Le Capital des Mots.

Le Capital des Mots.

Revue littéraire animée par Eric Dubois. Dépôt légal BNF. ISSN 2268-3321. © Le Capital des Mots. 2007-2020. Illustration : Gilles Bizien. Tous droits réservés.


LE CAPITAL DES MOTS - NADEJDA

Publié par Le Capital des Mots sur 4 Juillet 2020, 20:30pm

Catégories : #texte, #prose poétique, #poèmes

Luminescence

 


 

Il serait une fois, dans un pays magique, une auréole éperdue qui aurait quitté son lieu surnaturel, en quête d’une nouvelle terre. L’atmosphère enluminée d’une aurore boréale étincellerait, un jour d’hiver, dans une contrée perdue du bout du monde. Depuis quelques jours, peu après avoir compris que notre histoire était sur le point de finir, l’image me poursuit, intarissable. Coulant de la source de cet amour, elle aurait attendu ce moment déroutant pour surgir, tout d’un coup, et m’envahir, tout du long, des pieds à la tête.

Debout, vaquant comme d’habitude à mes affaires, dans le costume noir et blanc qui sied à la grisaille quotidienne, je sens, en soubassement vivant de mon corps, sa présence : la présence chaleureuse de tous ces petits mots du jour qui s’égayent, comme le gazouillement des enfants et le chant bienveillant des oiseaux matinaux.
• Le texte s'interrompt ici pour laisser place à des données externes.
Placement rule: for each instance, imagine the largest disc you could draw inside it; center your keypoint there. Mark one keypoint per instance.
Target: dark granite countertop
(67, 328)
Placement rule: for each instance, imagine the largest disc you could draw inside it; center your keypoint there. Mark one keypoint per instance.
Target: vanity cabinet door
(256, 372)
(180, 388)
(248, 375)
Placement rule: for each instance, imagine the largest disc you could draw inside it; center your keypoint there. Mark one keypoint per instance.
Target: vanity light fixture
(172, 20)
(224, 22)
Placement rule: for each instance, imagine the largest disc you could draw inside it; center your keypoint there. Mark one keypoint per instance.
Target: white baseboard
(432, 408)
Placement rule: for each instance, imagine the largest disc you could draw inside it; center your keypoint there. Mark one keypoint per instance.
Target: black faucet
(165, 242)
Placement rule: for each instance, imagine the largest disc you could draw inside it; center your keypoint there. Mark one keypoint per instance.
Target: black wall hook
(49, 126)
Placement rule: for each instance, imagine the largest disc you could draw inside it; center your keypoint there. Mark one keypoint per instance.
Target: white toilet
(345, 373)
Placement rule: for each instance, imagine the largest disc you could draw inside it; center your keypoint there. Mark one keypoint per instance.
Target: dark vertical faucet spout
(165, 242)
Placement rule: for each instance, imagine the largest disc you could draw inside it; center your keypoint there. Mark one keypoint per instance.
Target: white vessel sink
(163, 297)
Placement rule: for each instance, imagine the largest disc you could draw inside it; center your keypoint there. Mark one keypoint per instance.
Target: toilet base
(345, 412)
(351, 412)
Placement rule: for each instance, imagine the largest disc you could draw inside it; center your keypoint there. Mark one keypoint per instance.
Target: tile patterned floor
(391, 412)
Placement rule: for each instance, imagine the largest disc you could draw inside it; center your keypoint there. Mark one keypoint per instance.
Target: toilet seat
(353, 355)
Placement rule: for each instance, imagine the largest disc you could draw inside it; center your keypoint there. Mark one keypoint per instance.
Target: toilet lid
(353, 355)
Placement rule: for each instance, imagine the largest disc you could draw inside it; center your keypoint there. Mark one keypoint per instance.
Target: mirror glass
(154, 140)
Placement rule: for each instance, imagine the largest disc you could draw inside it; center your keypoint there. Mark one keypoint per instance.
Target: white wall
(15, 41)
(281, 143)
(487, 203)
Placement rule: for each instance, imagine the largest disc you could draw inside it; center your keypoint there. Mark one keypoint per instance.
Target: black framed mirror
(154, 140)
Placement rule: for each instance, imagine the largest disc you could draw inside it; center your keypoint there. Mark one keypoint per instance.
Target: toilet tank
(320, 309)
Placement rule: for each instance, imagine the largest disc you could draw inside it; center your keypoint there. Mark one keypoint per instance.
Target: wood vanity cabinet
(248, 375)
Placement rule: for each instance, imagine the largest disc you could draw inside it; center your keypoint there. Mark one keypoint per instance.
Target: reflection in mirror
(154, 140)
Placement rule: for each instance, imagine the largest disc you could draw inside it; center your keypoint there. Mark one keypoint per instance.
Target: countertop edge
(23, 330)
Je ressens comme un rayonnement qui s’épand sur ma vie, en s’épanchant de la terre ocre à mes pieds, pour leur donner une sorte de bain de soleil terrestre. Cette masse éthérée ressemblerait à une rosée, matinale ou vespérale, s’évaporant le jour durant en une sorte de brume radieuse, dont la teinte, étincelant comme l’orpiment de Perse, serait plus proche du jaune royal de L’Or de l’azur de Miró, que de la luminescence jaune orangé d’Aldébaran, l’astre trompeur évoquée par Nerval. Il fait bon vivre, les pieds plongés dans ce bain de vapeur dorée née de la Terre, qui répand sa chaleur dans tout le corps et inonde le cœur de sa lueur en autant d’ondes de bonheur. Il fait bon vivre en sa présence. Il fait bon vivre auprès d’elle. Mais, bientôt…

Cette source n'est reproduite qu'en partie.